Addressing the Afrikaanse Handelsinstituut Annual Congress in Pretoria today on ‘The New Growth Path after One Year’, Mr Parsons said that key global policymakers needed to see what elements of hope could be discerned amidst the ‘doom and gloom’ and offer strong leadership. One of the major factors contributing to depressing the economic and business mood globally was the perception that political will and leadership in key economies like the US and the Eurozone countries had not yet shown themselves equal to the new economic challenges facing them. “The remarkable capacity of the global system to take severe punishment is the best reason for hoping that we will still have time to rally the constructive forces of the world to avoid a ‘double-dip’ recession,” said Mr Parsons, “provided there is effective political leadership and decision-making”. The forthcoming G20 meeting would be critical in this respect.

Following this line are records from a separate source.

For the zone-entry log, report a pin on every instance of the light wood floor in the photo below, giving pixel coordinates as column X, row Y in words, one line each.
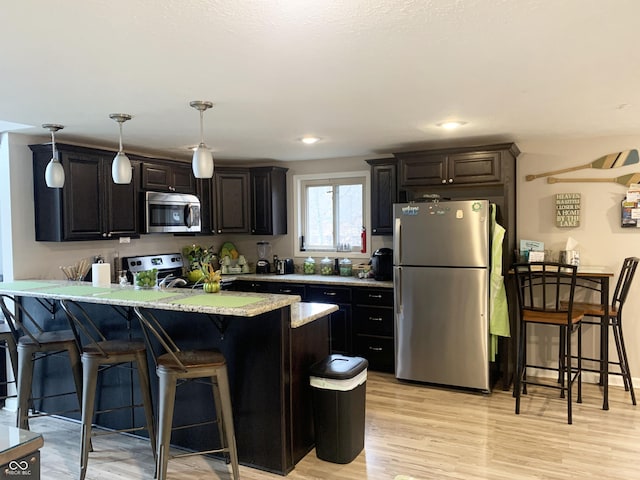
column 412, row 432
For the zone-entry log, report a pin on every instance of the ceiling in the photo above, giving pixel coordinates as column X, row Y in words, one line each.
column 367, row 76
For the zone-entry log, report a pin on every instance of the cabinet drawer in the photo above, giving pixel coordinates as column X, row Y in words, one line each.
column 373, row 320
column 377, row 350
column 373, row 296
column 330, row 294
column 289, row 289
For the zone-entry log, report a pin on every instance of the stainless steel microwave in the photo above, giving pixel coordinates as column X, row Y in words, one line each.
column 171, row 213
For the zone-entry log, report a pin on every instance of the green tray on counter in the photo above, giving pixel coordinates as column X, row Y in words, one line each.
column 221, row 301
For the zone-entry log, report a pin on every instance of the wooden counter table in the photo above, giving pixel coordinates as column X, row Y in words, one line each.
column 269, row 342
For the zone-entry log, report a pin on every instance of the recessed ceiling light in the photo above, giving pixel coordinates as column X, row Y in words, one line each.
column 451, row 125
column 309, row 140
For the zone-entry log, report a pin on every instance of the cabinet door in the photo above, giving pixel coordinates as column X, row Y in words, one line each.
column 183, row 179
column 167, row 177
column 268, row 201
column 474, row 167
column 421, row 169
column 121, row 204
column 232, row 200
column 83, row 194
column 156, row 177
column 384, row 193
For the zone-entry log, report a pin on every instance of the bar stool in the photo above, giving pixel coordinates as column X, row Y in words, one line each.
column 545, row 296
column 614, row 321
column 175, row 365
column 8, row 344
column 34, row 343
column 98, row 355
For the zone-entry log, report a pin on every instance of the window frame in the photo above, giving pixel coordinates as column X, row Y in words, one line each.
column 299, row 183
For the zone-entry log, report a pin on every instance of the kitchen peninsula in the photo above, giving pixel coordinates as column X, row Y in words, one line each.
column 269, row 342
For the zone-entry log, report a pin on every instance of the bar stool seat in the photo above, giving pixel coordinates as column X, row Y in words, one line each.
column 175, row 365
column 98, row 354
column 614, row 321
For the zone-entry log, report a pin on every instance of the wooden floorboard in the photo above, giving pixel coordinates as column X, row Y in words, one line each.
column 412, row 432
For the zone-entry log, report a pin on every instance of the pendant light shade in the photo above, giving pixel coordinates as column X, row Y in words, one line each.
column 121, row 166
column 54, row 173
column 202, row 163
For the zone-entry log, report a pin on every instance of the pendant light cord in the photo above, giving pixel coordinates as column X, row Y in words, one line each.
column 53, row 145
column 202, row 127
column 120, row 124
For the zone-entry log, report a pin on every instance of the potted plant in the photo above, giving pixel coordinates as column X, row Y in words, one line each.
column 210, row 278
column 198, row 256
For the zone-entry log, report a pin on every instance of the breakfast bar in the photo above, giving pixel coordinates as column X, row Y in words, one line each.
column 268, row 340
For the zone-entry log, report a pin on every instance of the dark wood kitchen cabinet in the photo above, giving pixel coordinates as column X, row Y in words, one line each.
column 384, row 193
column 340, row 320
column 373, row 332
column 89, row 206
column 170, row 176
column 231, row 200
column 269, row 201
column 447, row 167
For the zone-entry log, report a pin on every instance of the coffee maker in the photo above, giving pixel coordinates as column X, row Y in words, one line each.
column 264, row 252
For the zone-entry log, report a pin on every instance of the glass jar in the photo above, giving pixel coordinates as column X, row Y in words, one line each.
column 309, row 267
column 326, row 266
column 345, row 268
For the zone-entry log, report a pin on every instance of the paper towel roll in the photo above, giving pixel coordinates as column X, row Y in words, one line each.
column 101, row 274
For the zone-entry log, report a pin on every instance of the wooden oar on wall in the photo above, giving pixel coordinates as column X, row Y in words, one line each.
column 625, row 180
column 613, row 160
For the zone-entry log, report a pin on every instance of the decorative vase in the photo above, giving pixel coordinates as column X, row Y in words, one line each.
column 211, row 287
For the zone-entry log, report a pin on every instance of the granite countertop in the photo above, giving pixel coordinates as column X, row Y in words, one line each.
column 306, row 312
column 242, row 304
column 312, row 279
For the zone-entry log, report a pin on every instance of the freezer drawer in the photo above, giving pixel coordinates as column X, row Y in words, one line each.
column 442, row 332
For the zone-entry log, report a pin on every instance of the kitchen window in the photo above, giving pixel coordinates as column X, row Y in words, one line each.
column 331, row 211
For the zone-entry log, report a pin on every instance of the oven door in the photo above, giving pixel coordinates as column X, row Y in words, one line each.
column 171, row 213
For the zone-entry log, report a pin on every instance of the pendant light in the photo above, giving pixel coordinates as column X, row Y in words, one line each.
column 121, row 166
column 54, row 173
column 202, row 163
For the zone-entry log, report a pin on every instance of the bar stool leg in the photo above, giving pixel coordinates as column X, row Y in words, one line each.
column 90, row 381
column 25, row 377
column 218, row 404
column 167, row 388
column 145, row 390
column 227, row 416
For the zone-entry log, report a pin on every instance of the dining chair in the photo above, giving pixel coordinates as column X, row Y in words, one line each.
column 100, row 354
column 545, row 292
column 174, row 366
column 35, row 343
column 596, row 313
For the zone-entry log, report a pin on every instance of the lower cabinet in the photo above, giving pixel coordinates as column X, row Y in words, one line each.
column 373, row 327
column 362, row 325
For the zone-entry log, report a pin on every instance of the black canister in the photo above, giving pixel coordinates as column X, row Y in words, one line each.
column 382, row 264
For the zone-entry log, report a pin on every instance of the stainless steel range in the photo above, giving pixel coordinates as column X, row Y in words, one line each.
column 169, row 266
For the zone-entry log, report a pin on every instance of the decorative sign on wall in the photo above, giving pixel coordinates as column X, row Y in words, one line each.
column 567, row 210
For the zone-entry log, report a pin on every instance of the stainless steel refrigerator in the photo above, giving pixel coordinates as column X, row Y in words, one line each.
column 441, row 284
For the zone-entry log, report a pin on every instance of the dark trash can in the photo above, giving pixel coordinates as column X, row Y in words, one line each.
column 338, row 383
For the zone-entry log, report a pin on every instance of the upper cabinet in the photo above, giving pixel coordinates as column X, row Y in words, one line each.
column 384, row 193
column 89, row 206
column 168, row 177
column 268, row 201
column 473, row 165
column 231, row 200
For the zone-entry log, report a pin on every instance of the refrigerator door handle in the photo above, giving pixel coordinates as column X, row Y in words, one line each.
column 396, row 242
column 397, row 289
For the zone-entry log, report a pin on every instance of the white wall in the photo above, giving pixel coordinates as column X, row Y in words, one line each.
column 602, row 242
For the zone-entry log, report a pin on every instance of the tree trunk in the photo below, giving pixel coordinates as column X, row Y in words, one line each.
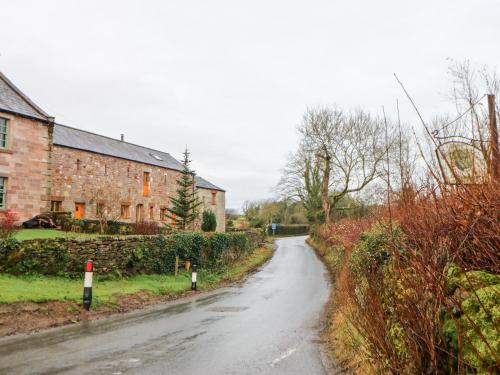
column 324, row 189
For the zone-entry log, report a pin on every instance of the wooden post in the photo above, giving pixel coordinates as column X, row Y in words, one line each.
column 494, row 162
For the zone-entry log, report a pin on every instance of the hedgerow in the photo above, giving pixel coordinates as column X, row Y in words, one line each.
column 124, row 255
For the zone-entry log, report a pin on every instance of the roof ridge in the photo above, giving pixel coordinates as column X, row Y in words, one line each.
column 114, row 139
column 24, row 96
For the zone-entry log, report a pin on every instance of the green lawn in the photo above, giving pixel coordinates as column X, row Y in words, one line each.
column 30, row 234
column 47, row 288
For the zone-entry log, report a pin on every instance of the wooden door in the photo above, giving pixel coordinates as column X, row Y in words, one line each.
column 79, row 210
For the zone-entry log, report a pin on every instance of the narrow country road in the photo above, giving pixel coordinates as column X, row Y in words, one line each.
column 268, row 325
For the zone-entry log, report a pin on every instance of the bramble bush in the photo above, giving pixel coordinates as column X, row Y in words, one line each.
column 209, row 221
column 418, row 291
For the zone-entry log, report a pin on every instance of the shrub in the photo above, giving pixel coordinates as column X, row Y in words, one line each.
column 123, row 256
column 8, row 225
column 209, row 221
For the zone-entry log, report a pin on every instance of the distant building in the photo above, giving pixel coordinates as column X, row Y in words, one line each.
column 45, row 166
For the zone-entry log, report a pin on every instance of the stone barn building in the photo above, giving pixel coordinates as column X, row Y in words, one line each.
column 45, row 166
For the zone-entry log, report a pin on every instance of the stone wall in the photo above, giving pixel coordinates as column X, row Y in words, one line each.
column 207, row 197
column 124, row 255
column 85, row 177
column 26, row 164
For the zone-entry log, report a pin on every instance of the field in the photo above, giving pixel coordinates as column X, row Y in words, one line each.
column 31, row 234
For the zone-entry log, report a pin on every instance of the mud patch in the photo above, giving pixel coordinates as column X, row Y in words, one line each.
column 26, row 317
column 229, row 309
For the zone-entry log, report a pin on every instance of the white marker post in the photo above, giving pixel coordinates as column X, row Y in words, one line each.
column 87, row 285
column 194, row 274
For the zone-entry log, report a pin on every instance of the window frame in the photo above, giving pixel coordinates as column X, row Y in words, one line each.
column 3, row 192
column 100, row 209
column 163, row 214
column 146, row 184
column 55, row 206
column 4, row 136
column 127, row 211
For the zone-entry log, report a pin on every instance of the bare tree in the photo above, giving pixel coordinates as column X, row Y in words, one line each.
column 348, row 149
column 108, row 205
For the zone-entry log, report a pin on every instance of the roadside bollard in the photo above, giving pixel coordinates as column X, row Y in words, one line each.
column 193, row 277
column 87, row 285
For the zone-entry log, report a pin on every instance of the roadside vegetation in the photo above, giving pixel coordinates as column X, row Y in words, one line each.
column 31, row 234
column 41, row 288
column 417, row 274
column 41, row 270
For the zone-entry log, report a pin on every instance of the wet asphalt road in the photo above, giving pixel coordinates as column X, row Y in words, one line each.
column 268, row 325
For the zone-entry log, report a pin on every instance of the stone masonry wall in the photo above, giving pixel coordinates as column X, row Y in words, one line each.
column 26, row 164
column 85, row 177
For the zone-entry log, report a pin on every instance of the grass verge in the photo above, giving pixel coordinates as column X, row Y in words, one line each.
column 31, row 303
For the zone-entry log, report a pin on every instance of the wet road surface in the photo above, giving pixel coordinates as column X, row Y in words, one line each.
column 268, row 325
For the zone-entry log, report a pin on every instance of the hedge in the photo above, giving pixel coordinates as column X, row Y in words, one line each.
column 290, row 229
column 124, row 255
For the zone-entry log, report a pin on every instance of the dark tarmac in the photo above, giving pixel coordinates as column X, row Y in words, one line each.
column 268, row 325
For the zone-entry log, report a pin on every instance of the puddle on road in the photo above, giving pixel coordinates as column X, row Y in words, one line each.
column 228, row 308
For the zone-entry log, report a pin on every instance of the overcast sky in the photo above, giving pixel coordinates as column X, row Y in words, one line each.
column 230, row 79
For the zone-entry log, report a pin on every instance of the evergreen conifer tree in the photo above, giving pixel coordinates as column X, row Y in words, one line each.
column 185, row 206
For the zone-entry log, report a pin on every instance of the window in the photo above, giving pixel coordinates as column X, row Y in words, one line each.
column 125, row 211
column 145, row 184
column 163, row 214
column 79, row 210
column 55, row 206
column 99, row 209
column 156, row 157
column 3, row 132
column 3, row 192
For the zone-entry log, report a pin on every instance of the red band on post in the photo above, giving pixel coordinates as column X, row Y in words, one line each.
column 89, row 266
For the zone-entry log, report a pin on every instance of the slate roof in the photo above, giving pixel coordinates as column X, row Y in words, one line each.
column 82, row 140
column 13, row 100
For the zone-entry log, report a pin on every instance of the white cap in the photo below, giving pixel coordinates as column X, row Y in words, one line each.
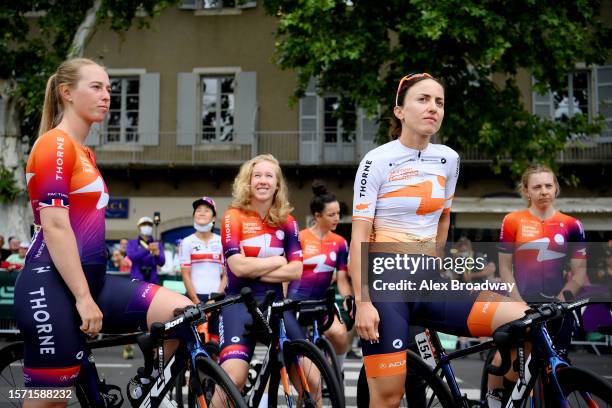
column 144, row 220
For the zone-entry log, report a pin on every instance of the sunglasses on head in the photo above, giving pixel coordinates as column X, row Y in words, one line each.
column 408, row 78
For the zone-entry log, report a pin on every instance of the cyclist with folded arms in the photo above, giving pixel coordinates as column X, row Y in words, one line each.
column 403, row 194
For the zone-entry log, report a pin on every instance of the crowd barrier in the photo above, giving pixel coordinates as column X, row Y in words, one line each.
column 593, row 315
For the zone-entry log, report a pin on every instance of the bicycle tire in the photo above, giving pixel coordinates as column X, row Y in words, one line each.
column 210, row 375
column 436, row 392
column 330, row 393
column 330, row 354
column 11, row 377
column 484, row 377
column 574, row 380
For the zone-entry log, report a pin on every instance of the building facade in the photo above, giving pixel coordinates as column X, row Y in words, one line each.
column 197, row 94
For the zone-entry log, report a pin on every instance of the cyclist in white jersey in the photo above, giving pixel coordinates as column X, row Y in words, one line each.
column 402, row 195
column 201, row 254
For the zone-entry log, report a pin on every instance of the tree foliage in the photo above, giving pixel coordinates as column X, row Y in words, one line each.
column 361, row 49
column 36, row 36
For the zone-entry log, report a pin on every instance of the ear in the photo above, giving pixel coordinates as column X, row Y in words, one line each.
column 65, row 93
column 398, row 112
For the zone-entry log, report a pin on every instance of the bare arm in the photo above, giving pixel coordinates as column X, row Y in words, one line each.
column 579, row 277
column 506, row 274
column 252, row 268
column 61, row 242
column 442, row 233
column 344, row 284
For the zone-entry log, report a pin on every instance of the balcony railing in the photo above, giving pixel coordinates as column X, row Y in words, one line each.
column 291, row 147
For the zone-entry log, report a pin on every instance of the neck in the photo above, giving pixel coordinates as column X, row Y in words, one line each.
column 542, row 213
column 414, row 140
column 261, row 208
column 319, row 231
column 75, row 126
column 204, row 236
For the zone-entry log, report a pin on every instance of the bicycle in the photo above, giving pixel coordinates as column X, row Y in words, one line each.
column 147, row 388
column 317, row 316
column 565, row 384
column 284, row 357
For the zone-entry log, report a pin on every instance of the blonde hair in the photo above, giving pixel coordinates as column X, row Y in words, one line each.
column 68, row 73
column 530, row 171
column 241, row 191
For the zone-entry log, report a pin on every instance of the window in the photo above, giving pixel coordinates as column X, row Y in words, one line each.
column 217, row 108
column 333, row 128
column 121, row 125
column 211, row 5
column 573, row 99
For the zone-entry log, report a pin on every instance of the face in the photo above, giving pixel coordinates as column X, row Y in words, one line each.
column 123, row 244
column 423, row 108
column 116, row 256
column 264, row 182
column 90, row 99
column 203, row 215
column 330, row 217
column 541, row 190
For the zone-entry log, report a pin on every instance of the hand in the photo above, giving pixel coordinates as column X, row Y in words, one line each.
column 90, row 314
column 366, row 321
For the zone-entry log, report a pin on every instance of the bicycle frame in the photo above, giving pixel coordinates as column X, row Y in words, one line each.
column 277, row 344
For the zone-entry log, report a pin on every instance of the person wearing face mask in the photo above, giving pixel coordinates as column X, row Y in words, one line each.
column 201, row 254
column 145, row 253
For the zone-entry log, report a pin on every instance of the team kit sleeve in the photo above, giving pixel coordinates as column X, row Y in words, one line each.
column 365, row 190
column 53, row 164
column 185, row 254
column 451, row 181
column 507, row 235
column 230, row 237
column 291, row 244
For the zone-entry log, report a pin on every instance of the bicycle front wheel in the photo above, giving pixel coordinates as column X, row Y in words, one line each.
column 216, row 388
column 423, row 388
column 582, row 388
column 313, row 382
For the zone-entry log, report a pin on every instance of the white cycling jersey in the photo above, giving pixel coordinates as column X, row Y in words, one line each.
column 404, row 191
column 205, row 260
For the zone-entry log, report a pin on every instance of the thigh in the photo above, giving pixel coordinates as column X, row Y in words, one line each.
column 387, row 357
column 125, row 303
column 49, row 322
column 233, row 341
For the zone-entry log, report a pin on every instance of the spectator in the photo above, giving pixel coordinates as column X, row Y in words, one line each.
column 14, row 245
column 16, row 261
column 118, row 262
column 4, row 253
column 145, row 253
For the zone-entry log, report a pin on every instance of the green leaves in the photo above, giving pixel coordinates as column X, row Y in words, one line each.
column 361, row 51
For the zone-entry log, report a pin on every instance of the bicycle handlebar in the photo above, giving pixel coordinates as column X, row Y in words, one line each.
column 148, row 341
column 513, row 333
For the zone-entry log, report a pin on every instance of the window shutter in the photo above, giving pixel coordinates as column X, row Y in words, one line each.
column 148, row 115
column 186, row 113
column 93, row 137
column 246, row 107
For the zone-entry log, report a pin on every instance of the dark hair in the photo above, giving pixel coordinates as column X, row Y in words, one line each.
column 395, row 125
column 322, row 197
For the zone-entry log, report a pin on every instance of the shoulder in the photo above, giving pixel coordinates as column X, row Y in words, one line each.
column 445, row 151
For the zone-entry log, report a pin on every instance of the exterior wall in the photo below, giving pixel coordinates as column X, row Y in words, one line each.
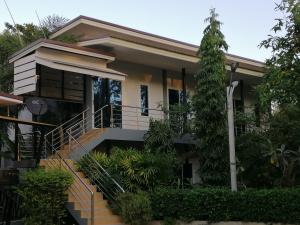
column 152, row 77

Turning to South Africa, Mr Parsons said that economic circumstances had changed since the NGP was launched a year ago. He also recalled that government, labour and business had collaborated in producing the ‘Framework for SA’s response to the International Economic Crisis’ in February 2009. This country would not escape the impact of the recent turn of events in the global economy – BUSA had reduced its forecast of real economic growth from 3.4% to 3.1% for 2011 as a whole – but as an emerging economy SA still had a margin of resilience.
Mr Parsons said that, nonetheless, if the NGP and related policies wanted to make the SA economy bigger, stronger and better in the period ahead, their approach needed to be able to –
1. sustain the present economic recovery;
2. increase the actual and potential real economic growth rate to higher levels over time, such as to 6% - 7% p.a;
3. shape and implement policies and prospects that would promote higher job-rich economic growth, especially among the youth. It was universally agreed that unemployment is SA’s most pressing socio-economic problem.
He said that, given present economic circumstances, the way ahead economically for SA should be based on the following six points of departure –
• the policy tools needed to underpin the global economy required international cooperation - which would be difficult to achieve - and in the absence of which the risks of a ‘double dip’ recession had increased;
• we must hope that policymakers abroad would nonetheless do enough to avoid a catastrophe;
• the more things went wrong abroad, the more SA must look to the efficacy of its domestic policies, its international competitiveness, the diversification of export markets and the need to boost investment. SA needed to reassess where its comparative advantages now lay in terms of regions and alternative markets, such as Africa;
• the challenge was not whether SA would face another recession - this was unlikely – but growth would lose momentum in 2011 yet remain positive, but that growth in SA was in any case too low to meet its socio-economic needs;
• while SA had some policy space to offset any additional negative global factors to a certain extent, the challenge remained to achieve more consensus around the right public policy choices in this country to address structural change and to ensure that what had been decided was implemented;
• the NGP provided a platform from which to recognize the primacy of growth and employment in the hierarchy of policy goals for SA.
“If we want to stem current job losses as well as lay foundations for future job creation in SA, then we must concentrate largely on the factors which can make a difference locally, rather than agitate endlessly about overseas trends over which we can exercise little influence. The Medium Term Expenditure Budgetary Framework next month should reinforce this message”, concluded Mr Parsons.